No matter, primitive or not, enjoying the play more than the bidding, the love of the game itself is more important than either of the above imposters.

IMO if 8 of the best worldwide players would square off against each other in a medium length bridge match (say 128 boards) it would be IMO unlikely that the new up-to-date bidding system would have more than a very small advantage of winning.

Seemingly in bridge the more things change the more they stay the same. Again only my opinion, but while basically retired, I still try and keep up with what is new and what is sometimes heralded as “cannot live without”, until it becomes passe’.

Mircea1February 15th, 2017 at 7:32 pm

Hi Bobby,

Following Shantanu’s question, is declarer’s life more difficult on a club lead? West’s hand could easily be:

5 3 2
A 9 5
Q 2
A Q 9 8 7

If I remember well, your advice was that lacking any other clues it is better on average to lead the forth best from your longest and strongest suit against NT.

bobby wolffFebruary 15th, 2017 at 11:09 pm

Hi Mircea1,

When the game of bridge, as we in the twenty first century can attest, came into being the opening lead advantage went to the defense.

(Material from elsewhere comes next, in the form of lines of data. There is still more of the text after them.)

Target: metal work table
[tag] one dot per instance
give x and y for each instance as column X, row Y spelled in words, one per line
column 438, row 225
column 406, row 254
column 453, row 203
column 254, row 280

However that opening thrust, based only on the bidding, was determined to be a mixed blessing since no cards were exposed until the lead was made.

Hence my later advice….if it goes 1NT P 3NT all pass 4th best leads at least become normally the percentage attempt to defeat the contract.


1. Having 5 to lead from instead of 4 is a significant advantage as is leading from sequences QJ10 an KQJ or modestly the QJ9 and the KQ10.

2. Of course avoiding what figures to be an opponent’s longest suit (or close) is another caveat worth considering.

3. Obviously the bidding might overrule the normal lead, and in these days of 5 card major opening bids together with short minor suit requirements also move up the list with things to think about.

4. In the absence of either positive nor negative inferences, most opening leaders should (must) enter a guessing game, whether he likes it or not.

5. Finally, yes, with your example hand, even though clubs were overcalled, I would still lead my 4th best (the 8) just in case the layout of the outstanding clubs were similar to the column hand.

6. “You pays your money, you takes your chances”.